Cluster Headache—Acute and Prophylactic Therapy

Avi Ashkenazi, MD; Todd Schwedt, MD


Headache. 2011;51(2):272-286. 

In This Article


Data on the efficacy of locally applied lidocaine on acute CH attacks are derived from several non-controlled studies and 1 randomized controlled trial.[25–28] Kittrelle et al examined the effect of lidocaine, applied topically to the sphenopalatine fossa, on acute CH attacks.[25] Four of the 5 treated patients experienced rapid relief from pain and associated symptoms of nitrate-induced CH attacks. The treatment was also effective for spontaneous attacks. In another study, Hardebo and Elner examined the effect of lidocaine 4%, self-applied using a nasal dropper through the nostril ipsilateral to the pain, on CH pain and associated symptoms.[26] Twenty-four patients were studied, with moderately positive results.
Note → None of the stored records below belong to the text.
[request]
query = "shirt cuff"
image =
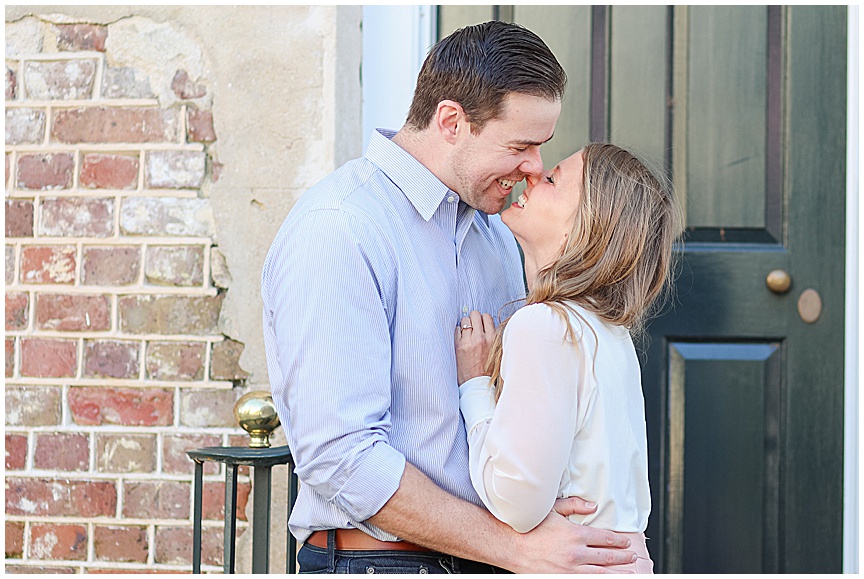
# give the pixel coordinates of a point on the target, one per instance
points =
(477, 401)
(376, 479)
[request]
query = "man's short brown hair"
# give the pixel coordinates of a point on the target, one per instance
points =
(478, 66)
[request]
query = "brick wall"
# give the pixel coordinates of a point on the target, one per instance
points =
(115, 363)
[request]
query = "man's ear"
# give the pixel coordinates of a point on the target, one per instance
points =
(450, 120)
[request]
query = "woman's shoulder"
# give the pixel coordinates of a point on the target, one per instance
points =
(537, 319)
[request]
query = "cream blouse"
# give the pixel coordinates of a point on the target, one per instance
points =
(570, 422)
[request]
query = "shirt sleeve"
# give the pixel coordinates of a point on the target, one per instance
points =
(520, 448)
(328, 342)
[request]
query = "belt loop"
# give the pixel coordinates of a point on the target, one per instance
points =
(331, 550)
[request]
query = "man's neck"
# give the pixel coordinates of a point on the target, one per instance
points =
(421, 146)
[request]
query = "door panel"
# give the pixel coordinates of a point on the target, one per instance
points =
(727, 94)
(744, 107)
(723, 421)
(638, 83)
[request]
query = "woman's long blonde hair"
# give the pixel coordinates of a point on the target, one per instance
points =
(618, 256)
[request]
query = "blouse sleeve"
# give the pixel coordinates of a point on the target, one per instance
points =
(520, 448)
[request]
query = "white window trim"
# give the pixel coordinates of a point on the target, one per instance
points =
(396, 39)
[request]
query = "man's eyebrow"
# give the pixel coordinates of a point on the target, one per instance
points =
(529, 143)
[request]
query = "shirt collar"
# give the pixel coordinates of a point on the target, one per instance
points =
(423, 189)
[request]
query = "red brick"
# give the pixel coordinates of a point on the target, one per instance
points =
(185, 88)
(32, 406)
(175, 265)
(126, 82)
(45, 171)
(60, 498)
(125, 453)
(16, 451)
(121, 544)
(10, 357)
(147, 571)
(25, 126)
(99, 171)
(9, 261)
(115, 125)
(175, 169)
(213, 501)
(111, 266)
(157, 499)
(11, 84)
(174, 457)
(174, 545)
(77, 217)
(225, 361)
(66, 451)
(14, 540)
(175, 361)
(73, 313)
(167, 216)
(207, 408)
(17, 310)
(75, 37)
(53, 541)
(93, 406)
(19, 218)
(69, 79)
(199, 126)
(111, 359)
(144, 314)
(48, 264)
(48, 358)
(39, 570)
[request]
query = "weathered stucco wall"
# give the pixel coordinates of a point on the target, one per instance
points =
(200, 128)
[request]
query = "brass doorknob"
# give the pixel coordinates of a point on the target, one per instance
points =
(778, 281)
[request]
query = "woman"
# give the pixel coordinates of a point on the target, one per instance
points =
(559, 411)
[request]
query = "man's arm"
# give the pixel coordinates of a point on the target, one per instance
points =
(423, 513)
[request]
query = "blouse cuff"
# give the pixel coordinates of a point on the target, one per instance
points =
(477, 401)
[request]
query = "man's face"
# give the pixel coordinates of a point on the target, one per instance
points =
(489, 164)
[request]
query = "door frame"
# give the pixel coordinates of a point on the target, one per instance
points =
(385, 104)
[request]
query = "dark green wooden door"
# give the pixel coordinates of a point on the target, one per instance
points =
(744, 107)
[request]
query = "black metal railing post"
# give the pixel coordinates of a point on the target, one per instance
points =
(255, 413)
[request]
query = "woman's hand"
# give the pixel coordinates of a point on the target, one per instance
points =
(473, 341)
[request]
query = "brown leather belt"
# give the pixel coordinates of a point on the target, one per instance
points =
(357, 540)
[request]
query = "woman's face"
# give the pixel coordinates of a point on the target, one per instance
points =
(543, 216)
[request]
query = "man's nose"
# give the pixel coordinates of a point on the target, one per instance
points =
(533, 179)
(533, 164)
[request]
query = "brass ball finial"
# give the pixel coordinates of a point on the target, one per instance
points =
(256, 414)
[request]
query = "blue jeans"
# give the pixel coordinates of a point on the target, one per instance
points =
(312, 559)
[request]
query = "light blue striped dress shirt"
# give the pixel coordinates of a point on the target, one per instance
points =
(363, 288)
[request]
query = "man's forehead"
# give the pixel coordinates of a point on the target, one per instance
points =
(527, 120)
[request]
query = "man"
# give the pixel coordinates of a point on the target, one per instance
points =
(363, 286)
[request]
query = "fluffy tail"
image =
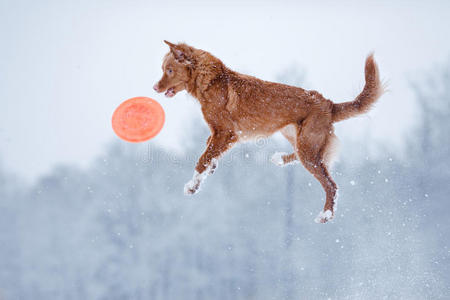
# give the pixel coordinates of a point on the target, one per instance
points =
(370, 94)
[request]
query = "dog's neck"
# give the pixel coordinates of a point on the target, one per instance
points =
(207, 72)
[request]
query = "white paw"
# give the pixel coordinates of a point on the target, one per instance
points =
(324, 216)
(277, 158)
(191, 187)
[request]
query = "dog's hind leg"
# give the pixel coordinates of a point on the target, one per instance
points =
(282, 159)
(313, 144)
(218, 143)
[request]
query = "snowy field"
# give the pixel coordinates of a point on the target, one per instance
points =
(84, 215)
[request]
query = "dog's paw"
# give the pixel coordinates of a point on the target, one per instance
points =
(324, 216)
(277, 159)
(191, 187)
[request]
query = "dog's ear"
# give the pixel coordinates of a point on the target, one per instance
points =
(178, 52)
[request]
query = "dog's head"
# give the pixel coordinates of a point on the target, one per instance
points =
(176, 68)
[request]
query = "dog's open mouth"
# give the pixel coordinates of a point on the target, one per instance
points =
(170, 92)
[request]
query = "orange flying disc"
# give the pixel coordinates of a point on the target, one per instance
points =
(138, 119)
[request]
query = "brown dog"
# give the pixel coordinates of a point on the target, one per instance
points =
(239, 107)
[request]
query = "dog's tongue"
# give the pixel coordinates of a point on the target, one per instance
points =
(170, 93)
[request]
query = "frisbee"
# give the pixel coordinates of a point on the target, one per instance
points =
(138, 119)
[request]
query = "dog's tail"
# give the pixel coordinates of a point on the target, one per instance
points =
(373, 89)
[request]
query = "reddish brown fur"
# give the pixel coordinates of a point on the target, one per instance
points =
(239, 107)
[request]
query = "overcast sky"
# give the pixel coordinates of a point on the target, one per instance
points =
(66, 65)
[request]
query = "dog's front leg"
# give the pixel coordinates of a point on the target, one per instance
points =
(218, 143)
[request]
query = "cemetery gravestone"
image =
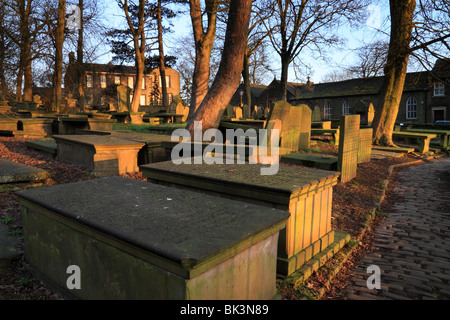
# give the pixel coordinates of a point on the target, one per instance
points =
(123, 96)
(305, 128)
(365, 145)
(316, 117)
(136, 240)
(238, 112)
(348, 147)
(370, 114)
(305, 192)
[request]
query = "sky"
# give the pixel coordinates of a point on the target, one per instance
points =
(336, 58)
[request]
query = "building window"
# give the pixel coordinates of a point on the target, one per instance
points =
(346, 108)
(439, 89)
(89, 82)
(411, 108)
(103, 81)
(327, 111)
(130, 82)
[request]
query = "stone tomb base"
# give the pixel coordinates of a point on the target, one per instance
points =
(306, 193)
(137, 240)
(103, 155)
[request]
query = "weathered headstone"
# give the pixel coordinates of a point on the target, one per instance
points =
(123, 96)
(37, 100)
(370, 114)
(348, 147)
(230, 111)
(179, 108)
(185, 114)
(316, 117)
(365, 145)
(295, 131)
(238, 112)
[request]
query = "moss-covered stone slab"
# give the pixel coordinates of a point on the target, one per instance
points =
(104, 155)
(137, 240)
(48, 146)
(305, 192)
(348, 147)
(12, 172)
(311, 160)
(8, 246)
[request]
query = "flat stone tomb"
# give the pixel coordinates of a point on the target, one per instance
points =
(103, 155)
(70, 125)
(365, 145)
(136, 240)
(12, 172)
(305, 192)
(153, 151)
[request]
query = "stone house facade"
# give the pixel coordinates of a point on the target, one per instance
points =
(425, 99)
(101, 81)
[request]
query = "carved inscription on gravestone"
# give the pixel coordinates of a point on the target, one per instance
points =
(348, 147)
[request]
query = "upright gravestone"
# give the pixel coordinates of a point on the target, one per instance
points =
(305, 128)
(185, 114)
(316, 117)
(365, 145)
(238, 112)
(179, 108)
(370, 114)
(348, 147)
(123, 98)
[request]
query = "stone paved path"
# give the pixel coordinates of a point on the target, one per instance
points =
(412, 247)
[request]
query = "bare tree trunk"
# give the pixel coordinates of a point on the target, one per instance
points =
(203, 46)
(80, 58)
(162, 62)
(230, 69)
(284, 76)
(402, 12)
(59, 41)
(25, 48)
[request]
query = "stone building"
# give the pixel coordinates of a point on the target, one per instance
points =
(425, 99)
(101, 81)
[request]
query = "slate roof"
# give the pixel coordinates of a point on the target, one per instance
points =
(415, 81)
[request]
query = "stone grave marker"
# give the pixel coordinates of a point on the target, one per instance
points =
(305, 192)
(238, 112)
(370, 114)
(305, 128)
(295, 125)
(123, 96)
(365, 145)
(348, 147)
(135, 240)
(185, 114)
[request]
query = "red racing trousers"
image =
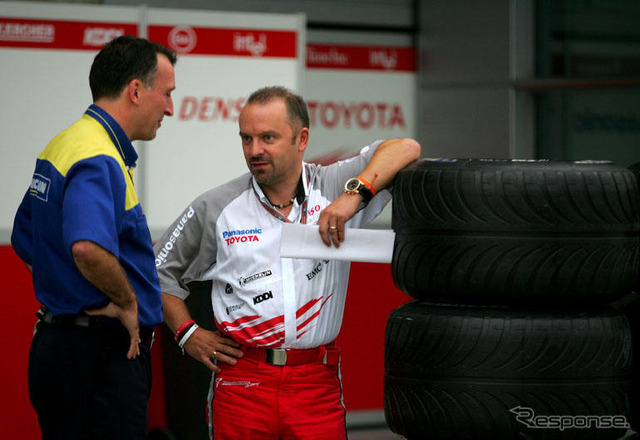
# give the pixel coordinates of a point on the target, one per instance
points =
(254, 400)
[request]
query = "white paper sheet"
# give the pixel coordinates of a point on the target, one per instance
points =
(366, 245)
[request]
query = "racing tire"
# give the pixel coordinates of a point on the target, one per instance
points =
(515, 232)
(502, 373)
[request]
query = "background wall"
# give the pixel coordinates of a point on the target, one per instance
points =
(497, 78)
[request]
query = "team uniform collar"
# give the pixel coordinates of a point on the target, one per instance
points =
(303, 190)
(116, 133)
(300, 200)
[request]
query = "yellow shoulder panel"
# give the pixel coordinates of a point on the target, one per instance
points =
(84, 139)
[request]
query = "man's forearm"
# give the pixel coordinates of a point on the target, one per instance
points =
(175, 311)
(390, 157)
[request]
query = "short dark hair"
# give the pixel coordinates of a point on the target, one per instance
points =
(296, 107)
(123, 59)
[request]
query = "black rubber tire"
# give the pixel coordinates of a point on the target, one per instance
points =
(456, 372)
(499, 231)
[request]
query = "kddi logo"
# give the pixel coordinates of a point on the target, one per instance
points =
(265, 296)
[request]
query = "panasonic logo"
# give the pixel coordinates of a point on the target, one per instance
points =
(168, 246)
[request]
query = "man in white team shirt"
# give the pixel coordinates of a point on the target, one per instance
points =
(275, 365)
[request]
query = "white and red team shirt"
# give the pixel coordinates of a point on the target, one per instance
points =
(259, 299)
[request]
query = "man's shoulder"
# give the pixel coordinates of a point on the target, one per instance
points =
(224, 194)
(84, 139)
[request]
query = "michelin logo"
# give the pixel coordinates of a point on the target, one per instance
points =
(40, 187)
(162, 255)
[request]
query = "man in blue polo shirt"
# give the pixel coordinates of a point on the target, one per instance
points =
(81, 231)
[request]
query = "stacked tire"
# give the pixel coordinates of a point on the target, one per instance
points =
(514, 267)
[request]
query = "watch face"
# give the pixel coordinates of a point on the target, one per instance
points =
(352, 184)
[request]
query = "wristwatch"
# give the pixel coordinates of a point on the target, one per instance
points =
(359, 186)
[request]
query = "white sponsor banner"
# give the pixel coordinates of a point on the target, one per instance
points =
(45, 57)
(358, 93)
(223, 58)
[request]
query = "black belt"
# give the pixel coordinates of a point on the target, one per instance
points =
(147, 334)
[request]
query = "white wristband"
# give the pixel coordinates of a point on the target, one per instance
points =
(187, 335)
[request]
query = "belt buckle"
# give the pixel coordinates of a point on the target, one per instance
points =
(276, 356)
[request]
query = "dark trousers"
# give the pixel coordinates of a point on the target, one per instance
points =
(82, 385)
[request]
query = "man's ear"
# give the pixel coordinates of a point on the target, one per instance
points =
(133, 90)
(303, 139)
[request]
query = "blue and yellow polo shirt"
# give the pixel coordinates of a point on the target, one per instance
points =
(82, 189)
Robbins examined the effect of intranasal lidocaine, administered through a spray bottle, on pain in 30 men with ECH.[27] Patients treated 2 consecutive CH attacks. Results were modest, with 27% reporting on "moderate relief," 27% on "mild relief," and 46% on no relief. In a placebo-controlled study, Costa et al examined the efficacy of lidocaine 10%, applied bilaterally to the sphenopalatine fossa via a cotton swab using anterior rhinoscopy, on nitroglycerin-induced CH attacks.[28] Lidocaine application resulted in elimination of pain in all (15) patients. However, there was a considerable delay (of 37 minutes on average) between the time of lidocaine application and pain relief (the corresponding time interval for placebo was 59 minutes).

In summary, intranasal lidocaine is at best moderately effective in the treatment of acute CH attacks. It should not be used as a first-line therapy for this indication. This treatment may be used as adjunctive therapy in some patients whose attacks do not completely respond to other, more effective, therapies.